Épidémie de mpox en Afrique : alerte maximale et appel à l’action
Ces dernières 48 heures, l’épidémie de mpox (variole du singe) connaît une flambée inédite en Afrique, poussant l’Organisation mondiale de la santé à maintenir le statut d’urgence sanitaire internationale. Depuis le début de 2024, la RDC (République démocratique du Congo) enregistre plus de 13 000 cas et 450 décès, un bilan dramatique qui exige une réponse coordonnée et immédiate.
Urgence sanitaire internationale déclarée
Au cœur de l’actualité, l’OMS a confirmé que la propagation accélérée du mpox sur le continent africain constitue toujours une urgence internationale.
- 13 000 infectés et 450 morts en RDC depuis janvier 2024.
- Déclaration de l’OMS renouvelée en août 2024.
- Interventions renforcées de Médecins Sans Frontières et d’ONG locales.
Cette situation rappelle les grandes vagues de variole du XIXᵉ siècle (référence historique) et souligne l’importance de mesures préventives strictes. D’un côté, les infrastructures sanitaires peinent à suivre le rythme ; mais de l’autre, la mobilisation des acteurs internationaux offre un espoir tangible.
Pourquoi l’Afrique est-elle vulnérable ?
Plusieurs facteurs expliquent la sensibilité accrue du continent :
- Faiblesse des systèmes de santé et pénurie de personnel formé.
- Densité urbaine élevée à Kinshasa, Lubumbashi et Goma.
- Circulation transfrontalière et marchés vivants sans contrôles sanitaires suffisants.
Qu’est-ce que l’OMS considère comme urgence sanitaire internationale ?
L’OMS définit cette notion comme un risque sanitaire mondial nécessitant une coordination rigoureuse. En 2024, l’épidémie de mpox répond à ces critères par son étendue géographique et sa mortalité.
Mesures locales et réponse de l’OMS
Face à la crise, le gouvernement congolais a mis en place :
- Des centres de traitement spécialisés dans les provinces touchées.
- Une campagne de sensibilisation itinérante sur les gestes barrières.
- L’envoi d’équipements de protection individuelle pour le personnel soignant.

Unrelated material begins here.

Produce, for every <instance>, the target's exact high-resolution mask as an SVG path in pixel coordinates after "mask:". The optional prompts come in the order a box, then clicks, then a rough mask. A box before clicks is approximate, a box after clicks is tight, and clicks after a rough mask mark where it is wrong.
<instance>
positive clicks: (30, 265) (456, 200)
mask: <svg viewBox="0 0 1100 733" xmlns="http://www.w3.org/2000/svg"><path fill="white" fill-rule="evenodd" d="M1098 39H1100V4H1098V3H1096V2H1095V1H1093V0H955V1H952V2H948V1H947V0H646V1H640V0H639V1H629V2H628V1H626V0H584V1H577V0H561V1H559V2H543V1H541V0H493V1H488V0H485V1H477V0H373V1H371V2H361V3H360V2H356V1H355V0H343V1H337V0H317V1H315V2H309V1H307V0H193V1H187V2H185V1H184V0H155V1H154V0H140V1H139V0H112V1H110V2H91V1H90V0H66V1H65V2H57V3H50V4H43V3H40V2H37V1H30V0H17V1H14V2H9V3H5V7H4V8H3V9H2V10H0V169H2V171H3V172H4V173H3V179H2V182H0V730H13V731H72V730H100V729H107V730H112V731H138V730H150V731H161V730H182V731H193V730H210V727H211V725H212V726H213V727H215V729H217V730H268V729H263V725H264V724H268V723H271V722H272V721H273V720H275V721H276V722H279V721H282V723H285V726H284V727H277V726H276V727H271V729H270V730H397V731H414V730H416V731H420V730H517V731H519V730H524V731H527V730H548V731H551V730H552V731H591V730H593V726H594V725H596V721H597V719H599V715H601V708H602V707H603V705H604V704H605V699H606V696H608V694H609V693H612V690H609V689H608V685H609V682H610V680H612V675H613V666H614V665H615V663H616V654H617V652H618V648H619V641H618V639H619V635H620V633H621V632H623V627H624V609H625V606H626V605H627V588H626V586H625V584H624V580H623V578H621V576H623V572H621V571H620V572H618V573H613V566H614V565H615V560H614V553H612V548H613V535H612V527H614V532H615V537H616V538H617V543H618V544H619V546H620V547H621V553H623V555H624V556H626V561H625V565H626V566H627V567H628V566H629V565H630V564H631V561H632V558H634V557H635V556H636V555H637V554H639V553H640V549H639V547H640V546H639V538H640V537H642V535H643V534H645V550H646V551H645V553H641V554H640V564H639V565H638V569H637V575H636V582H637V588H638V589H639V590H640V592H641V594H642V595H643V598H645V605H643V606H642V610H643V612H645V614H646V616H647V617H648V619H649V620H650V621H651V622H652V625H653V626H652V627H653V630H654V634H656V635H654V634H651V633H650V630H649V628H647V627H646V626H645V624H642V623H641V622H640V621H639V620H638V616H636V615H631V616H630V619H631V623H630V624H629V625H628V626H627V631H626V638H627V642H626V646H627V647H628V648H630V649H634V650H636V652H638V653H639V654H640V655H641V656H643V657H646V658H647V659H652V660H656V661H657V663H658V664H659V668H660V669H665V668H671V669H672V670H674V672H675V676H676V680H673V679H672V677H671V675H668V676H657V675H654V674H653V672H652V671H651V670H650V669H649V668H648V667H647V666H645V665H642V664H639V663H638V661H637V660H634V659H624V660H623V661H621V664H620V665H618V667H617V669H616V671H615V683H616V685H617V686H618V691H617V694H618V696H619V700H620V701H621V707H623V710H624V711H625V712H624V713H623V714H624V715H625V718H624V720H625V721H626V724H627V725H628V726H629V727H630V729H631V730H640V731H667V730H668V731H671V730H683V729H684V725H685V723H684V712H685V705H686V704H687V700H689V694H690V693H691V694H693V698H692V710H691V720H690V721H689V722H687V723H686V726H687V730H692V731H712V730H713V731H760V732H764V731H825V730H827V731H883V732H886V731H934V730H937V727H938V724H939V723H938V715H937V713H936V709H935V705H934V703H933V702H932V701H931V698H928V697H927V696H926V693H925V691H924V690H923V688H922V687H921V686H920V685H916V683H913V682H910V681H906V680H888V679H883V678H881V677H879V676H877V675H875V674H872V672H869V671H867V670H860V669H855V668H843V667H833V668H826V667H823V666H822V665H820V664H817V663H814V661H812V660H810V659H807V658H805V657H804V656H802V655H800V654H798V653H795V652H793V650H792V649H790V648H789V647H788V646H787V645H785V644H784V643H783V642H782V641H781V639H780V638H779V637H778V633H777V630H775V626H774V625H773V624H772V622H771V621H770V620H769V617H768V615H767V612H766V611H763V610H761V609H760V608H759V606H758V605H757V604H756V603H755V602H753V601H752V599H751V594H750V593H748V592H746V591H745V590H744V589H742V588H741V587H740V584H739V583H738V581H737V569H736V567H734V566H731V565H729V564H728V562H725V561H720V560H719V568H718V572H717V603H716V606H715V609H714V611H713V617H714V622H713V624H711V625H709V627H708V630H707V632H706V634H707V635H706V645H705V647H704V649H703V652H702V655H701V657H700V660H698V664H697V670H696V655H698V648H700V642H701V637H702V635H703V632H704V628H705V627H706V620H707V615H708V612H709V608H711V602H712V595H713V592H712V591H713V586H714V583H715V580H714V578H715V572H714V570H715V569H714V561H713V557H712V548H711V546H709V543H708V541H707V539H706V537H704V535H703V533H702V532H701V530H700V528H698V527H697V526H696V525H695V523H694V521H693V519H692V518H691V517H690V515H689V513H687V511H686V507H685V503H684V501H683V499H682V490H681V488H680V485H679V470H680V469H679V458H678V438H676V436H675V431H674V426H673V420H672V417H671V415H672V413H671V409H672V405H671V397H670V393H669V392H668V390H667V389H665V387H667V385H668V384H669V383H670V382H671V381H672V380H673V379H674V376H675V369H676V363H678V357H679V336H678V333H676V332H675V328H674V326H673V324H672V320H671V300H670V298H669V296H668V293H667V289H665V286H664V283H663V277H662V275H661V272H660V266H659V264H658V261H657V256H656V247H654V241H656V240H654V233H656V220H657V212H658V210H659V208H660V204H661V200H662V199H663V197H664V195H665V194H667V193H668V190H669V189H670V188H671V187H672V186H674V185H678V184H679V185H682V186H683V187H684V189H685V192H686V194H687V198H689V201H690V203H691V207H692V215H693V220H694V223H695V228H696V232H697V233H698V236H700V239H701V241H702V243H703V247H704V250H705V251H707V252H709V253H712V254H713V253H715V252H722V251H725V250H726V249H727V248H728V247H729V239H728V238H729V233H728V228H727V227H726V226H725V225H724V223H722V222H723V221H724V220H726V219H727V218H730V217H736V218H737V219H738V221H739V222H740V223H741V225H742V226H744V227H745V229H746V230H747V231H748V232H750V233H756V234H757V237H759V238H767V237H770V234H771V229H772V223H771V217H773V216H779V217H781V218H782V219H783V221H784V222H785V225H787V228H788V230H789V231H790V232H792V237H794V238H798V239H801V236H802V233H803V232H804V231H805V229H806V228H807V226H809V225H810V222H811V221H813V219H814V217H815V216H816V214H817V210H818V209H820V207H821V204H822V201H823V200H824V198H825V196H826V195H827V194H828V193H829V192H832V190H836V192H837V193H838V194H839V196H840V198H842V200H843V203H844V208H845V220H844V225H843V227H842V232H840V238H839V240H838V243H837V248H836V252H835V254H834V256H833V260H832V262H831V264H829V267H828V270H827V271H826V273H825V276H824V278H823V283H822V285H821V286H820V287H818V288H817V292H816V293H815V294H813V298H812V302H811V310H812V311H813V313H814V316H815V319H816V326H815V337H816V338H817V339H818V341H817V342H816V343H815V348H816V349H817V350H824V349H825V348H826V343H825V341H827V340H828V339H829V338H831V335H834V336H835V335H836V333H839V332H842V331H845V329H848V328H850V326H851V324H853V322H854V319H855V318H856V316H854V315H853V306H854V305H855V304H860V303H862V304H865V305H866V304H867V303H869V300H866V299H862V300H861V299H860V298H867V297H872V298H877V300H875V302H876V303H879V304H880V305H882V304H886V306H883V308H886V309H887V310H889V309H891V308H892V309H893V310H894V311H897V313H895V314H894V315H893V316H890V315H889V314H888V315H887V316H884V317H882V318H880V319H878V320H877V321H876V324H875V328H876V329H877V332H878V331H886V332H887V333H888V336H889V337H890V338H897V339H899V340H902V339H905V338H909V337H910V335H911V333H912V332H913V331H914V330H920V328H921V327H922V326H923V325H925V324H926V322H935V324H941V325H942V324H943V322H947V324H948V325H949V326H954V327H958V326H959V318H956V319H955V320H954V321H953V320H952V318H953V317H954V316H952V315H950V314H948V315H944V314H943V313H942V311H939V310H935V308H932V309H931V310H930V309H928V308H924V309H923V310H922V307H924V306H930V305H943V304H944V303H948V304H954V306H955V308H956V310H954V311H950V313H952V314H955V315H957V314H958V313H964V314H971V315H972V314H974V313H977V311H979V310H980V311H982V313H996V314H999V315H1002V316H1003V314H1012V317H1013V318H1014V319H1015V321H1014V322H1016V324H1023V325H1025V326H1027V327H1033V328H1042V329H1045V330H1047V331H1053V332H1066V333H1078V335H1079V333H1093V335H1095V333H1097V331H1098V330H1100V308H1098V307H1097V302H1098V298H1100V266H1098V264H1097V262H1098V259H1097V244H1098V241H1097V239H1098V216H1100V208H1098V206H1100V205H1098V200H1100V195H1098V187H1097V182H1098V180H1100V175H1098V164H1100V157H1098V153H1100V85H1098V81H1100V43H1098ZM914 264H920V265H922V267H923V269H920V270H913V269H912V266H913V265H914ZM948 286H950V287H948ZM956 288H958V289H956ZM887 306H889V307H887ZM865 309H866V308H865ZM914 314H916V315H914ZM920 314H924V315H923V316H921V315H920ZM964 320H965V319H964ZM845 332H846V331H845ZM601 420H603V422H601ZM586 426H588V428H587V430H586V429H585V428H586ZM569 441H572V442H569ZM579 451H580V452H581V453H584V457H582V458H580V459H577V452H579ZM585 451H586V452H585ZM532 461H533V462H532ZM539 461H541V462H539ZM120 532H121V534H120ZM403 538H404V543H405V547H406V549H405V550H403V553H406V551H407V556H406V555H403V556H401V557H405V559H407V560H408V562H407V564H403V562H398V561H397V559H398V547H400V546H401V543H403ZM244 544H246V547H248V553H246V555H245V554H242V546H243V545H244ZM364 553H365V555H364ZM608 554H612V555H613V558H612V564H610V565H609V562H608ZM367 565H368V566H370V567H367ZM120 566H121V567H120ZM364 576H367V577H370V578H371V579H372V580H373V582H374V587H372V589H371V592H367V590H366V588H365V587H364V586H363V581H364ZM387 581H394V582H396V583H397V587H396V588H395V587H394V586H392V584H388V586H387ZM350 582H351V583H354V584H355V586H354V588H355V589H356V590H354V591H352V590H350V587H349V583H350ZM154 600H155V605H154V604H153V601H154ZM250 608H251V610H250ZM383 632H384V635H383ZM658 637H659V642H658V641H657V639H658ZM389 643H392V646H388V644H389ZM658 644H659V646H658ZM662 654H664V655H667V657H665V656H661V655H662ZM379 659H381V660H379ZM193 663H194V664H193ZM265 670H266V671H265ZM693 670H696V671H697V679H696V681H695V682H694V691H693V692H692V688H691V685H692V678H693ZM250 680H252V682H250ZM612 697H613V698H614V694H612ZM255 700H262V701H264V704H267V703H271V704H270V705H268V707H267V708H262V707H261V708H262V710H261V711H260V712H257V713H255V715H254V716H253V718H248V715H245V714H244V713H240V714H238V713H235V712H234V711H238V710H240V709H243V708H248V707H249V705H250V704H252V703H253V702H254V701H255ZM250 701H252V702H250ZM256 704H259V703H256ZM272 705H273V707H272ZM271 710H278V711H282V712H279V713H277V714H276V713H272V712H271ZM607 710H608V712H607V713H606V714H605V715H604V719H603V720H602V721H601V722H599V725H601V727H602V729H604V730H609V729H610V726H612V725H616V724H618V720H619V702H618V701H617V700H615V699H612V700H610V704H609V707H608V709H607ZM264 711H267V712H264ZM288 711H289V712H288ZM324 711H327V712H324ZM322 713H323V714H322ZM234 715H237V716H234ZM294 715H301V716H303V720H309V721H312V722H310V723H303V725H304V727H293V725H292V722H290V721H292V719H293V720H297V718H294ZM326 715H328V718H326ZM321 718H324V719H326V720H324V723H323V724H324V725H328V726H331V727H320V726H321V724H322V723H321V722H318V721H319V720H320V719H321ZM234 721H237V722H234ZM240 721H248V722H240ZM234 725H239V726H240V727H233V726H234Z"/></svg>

Parallèlement, l’OMS (via son bureau de Brazzaville) coordonne la distribution de vaccins antivarioliques et forme des équipes mobiles. Sur le terrain, Médecins Sans Frontières déploie plus de 50 médecins et infirmiers pour la prise en charge des patients.
Comment mobiliser la solidarité internationale ?
Les experts insistent sur une mobilisation urgente :
- Renforcement du financement des laboratoires régionaux.
- Appui logistique pour la distribution des vaccins.
- Partage de données épidémiologiques en temps réel.
Cette mobilisation internationale, combinée aux efforts locaux, peut inverser la tendance.
Perspectives et appels à la solidarité
En 2023, moins de 30 % des besoins en antiviraux pour mpox étaient couverts. Pour 2024, l’objectif est d’atteindre 80 %. Cet écart illustre l’urgence de soutenir les programmes de prévention, de surveillance et de traitement.
L’enjeu dépasse la RDC : la région des Grands Lacs, la République centrafricaine et le Cameroun sont en alerte. Pour enrayer la progression du virus, il faut impérativement :
- Intensifier les campagnes d’information dans les langues locales.
- Développer la recherche sur les variants du mpox (clustering sémantique anticipé).
- Encourager la coopération entre institutions, universités et ONG.
À titre personnel, j’ai pu constater sur le terrain la détermination des soignants congolais. Leur résilience rappelle celle des volontaires pendant la crise d’Ebola en 2014. Leur engagement, allié à une mobilisation internationale, offre une véritable lueur d’espoir.
N’hésitez pas à partager vos retours d’expérience, questionnements ou suggestions pour enrichir cette analyse et contribuer concrètement à la lutte contre le mpox en Afrique.